Sardana M K, Drummond G S, Sassa S, Kappas A
Pharmacology. 1981;23(5):247-53. doi: 10.1159/000137557.
The administration of trivalent arsenic, either as sodium arsenite or as the trypanocidal drug melarsoprol, to rats produced a profound induction of microsomal heme oxygenase (EC 1.14.99.3) in both liver and kidney and a concomitant decrease in cytochrome P-450 content. In addition, perturbations of delta-aminolevulinate synthase were observed which showed an initial decline followed by a rebound increase in the activity of this enzyme with arsenical treatment. Pentavalent arsenic did not induce hepatic heme oxygenase but did induce the enzyme in kidney, although to a lesser extent (50%) than trivalent arsenic. Treatment of isolated chick embryo liver cells in vitro with sodium arsenite or the parasiticidal drug melarsoprol also showed a potent induction of heme oxygenase. These findings describe a new and potent ability of arsenic and parasiticidal arsenicals to induce heme oxygenase resulting in enhanced degradation of cellular heme.

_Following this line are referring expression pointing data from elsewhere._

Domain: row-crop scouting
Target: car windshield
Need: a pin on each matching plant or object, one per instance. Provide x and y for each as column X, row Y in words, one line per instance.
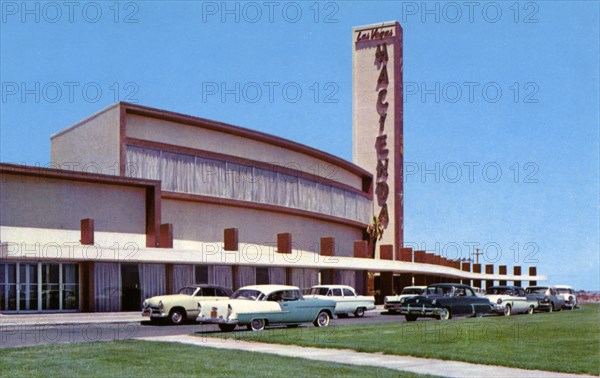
column 412, row 291
column 536, row 290
column 318, row 291
column 188, row 290
column 248, row 294
column 499, row 291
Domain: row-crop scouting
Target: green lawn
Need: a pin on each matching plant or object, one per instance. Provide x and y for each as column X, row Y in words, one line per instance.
column 153, row 359
column 566, row 341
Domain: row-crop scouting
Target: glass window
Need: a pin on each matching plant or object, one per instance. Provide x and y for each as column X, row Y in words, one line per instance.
column 201, row 274
column 262, row 276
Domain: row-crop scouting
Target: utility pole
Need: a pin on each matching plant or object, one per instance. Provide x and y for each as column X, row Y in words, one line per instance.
column 477, row 254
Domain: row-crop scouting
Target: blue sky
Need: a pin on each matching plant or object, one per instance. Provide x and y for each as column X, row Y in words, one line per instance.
column 505, row 91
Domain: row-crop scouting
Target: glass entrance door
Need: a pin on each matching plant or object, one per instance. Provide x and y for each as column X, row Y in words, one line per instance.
column 8, row 287
column 28, row 287
column 39, row 287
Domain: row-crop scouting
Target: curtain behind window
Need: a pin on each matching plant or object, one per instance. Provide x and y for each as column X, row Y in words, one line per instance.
column 107, row 287
column 153, row 279
column 183, row 275
column 246, row 276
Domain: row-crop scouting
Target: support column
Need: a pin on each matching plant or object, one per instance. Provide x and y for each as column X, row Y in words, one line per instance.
column 87, row 231
column 361, row 251
column 166, row 236
column 532, row 272
column 169, row 279
column 231, row 239
column 489, row 269
column 502, row 270
column 406, row 254
column 477, row 269
column 465, row 266
column 517, row 272
column 386, row 251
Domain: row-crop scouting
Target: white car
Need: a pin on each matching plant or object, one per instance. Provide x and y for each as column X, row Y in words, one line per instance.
column 392, row 302
column 507, row 300
column 568, row 294
column 259, row 306
column 183, row 306
column 345, row 297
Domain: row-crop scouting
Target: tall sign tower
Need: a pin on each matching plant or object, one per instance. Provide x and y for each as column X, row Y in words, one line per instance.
column 377, row 121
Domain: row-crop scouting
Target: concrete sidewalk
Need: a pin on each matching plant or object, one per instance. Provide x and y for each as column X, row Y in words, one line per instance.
column 49, row 319
column 350, row 357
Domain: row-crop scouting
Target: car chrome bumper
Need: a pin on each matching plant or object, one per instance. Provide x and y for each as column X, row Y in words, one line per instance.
column 204, row 319
column 498, row 308
column 421, row 310
column 148, row 312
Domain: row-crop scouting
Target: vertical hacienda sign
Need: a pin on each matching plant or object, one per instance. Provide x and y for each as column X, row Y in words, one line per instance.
column 378, row 120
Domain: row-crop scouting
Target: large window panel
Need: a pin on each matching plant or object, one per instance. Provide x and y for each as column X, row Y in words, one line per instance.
column 338, row 205
column 287, row 190
column 246, row 276
column 265, row 186
column 107, row 287
column 324, row 198
column 222, row 276
column 308, row 195
column 239, row 181
column 350, row 203
column 142, row 163
column 210, row 177
column 177, row 172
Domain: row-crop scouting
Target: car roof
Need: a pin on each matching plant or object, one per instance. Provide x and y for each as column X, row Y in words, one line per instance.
column 267, row 289
column 504, row 287
column 207, row 286
column 450, row 285
column 333, row 286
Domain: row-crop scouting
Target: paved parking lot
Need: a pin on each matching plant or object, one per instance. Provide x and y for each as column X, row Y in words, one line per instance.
column 33, row 329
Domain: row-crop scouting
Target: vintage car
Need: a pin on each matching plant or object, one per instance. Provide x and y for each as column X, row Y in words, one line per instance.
column 444, row 300
column 508, row 300
column 261, row 305
column 345, row 297
column 546, row 296
column 392, row 302
column 568, row 295
column 184, row 305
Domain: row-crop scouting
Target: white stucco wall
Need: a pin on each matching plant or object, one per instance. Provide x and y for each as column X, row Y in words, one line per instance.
column 41, row 210
column 206, row 222
column 91, row 145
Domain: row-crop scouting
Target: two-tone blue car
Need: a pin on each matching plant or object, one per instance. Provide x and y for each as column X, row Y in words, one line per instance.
column 259, row 306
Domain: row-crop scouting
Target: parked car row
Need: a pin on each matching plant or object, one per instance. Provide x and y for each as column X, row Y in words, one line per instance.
column 258, row 306
column 444, row 300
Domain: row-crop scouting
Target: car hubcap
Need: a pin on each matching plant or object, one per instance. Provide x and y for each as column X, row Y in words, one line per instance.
column 257, row 324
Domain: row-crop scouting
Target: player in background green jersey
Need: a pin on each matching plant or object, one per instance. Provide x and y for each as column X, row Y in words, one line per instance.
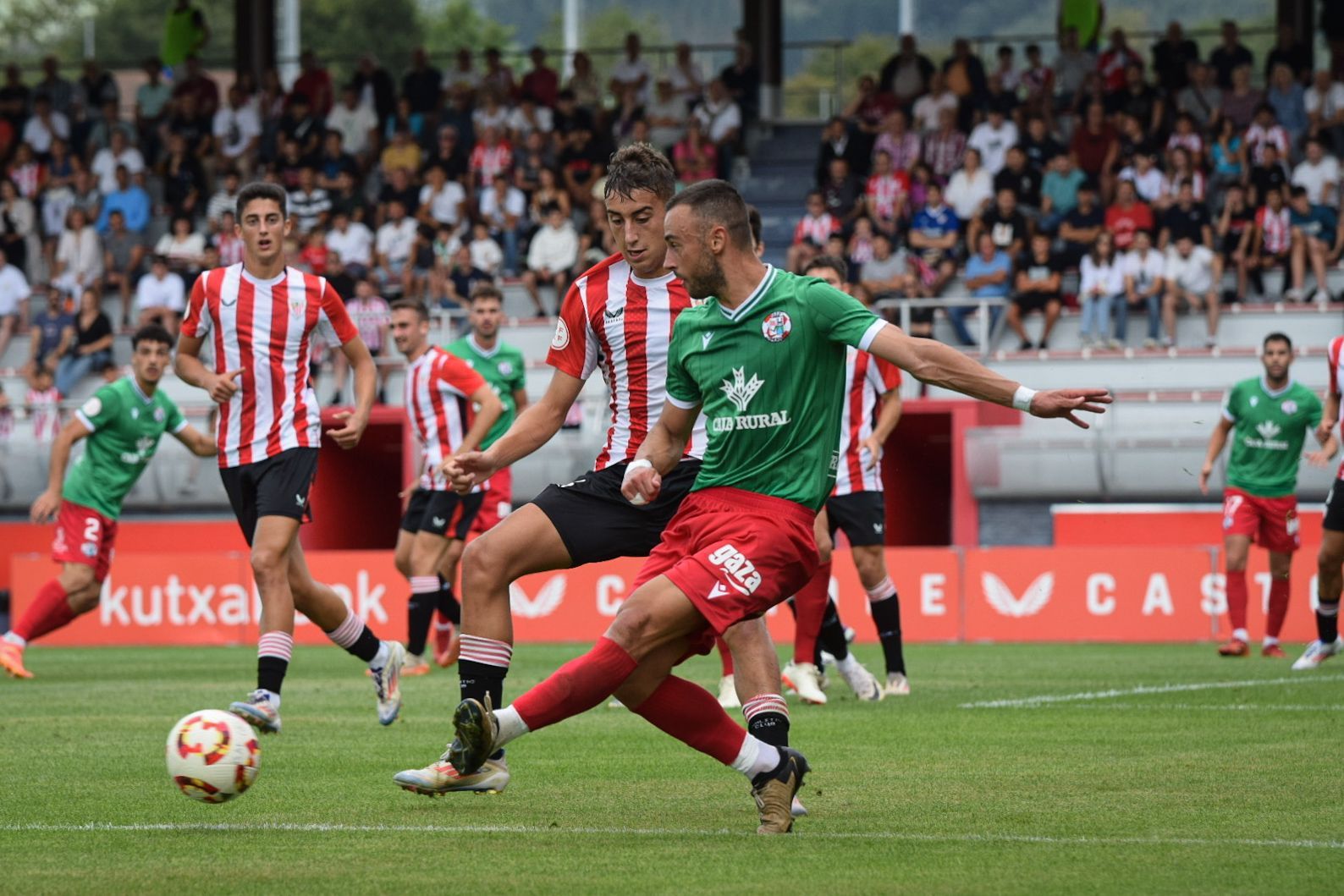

给大鼠施用三价砷,无论是亚砷酸钠还是杀锥虫药物美拉胂醇,都会在肝脏和肾脏中显著诱导微粒体血红素加氧酶(EC 1.14.99.3),并伴随细胞色素P-450含量的降低。此外,还观察到δ-氨基乙酰丙酸合酶的扰动,在砷处理后,该酶的活性最初下降,随后出现反弹增加。五价砷不会诱导肝脏中的血红素加氧酶,但会诱导肾脏中的该酶,不过诱导程度比三价砷小(50%)。用亚砷酸钠或杀寄生虫药物美拉胂醇体外处理分离的鸡胚肝细胞,也显示出血红素加氧酶的强力诱导。这些发现描述了砷和杀寄生虫砷化物诱导血红素加氧酶的一种新的强大能力,导致细胞血红素降解增强。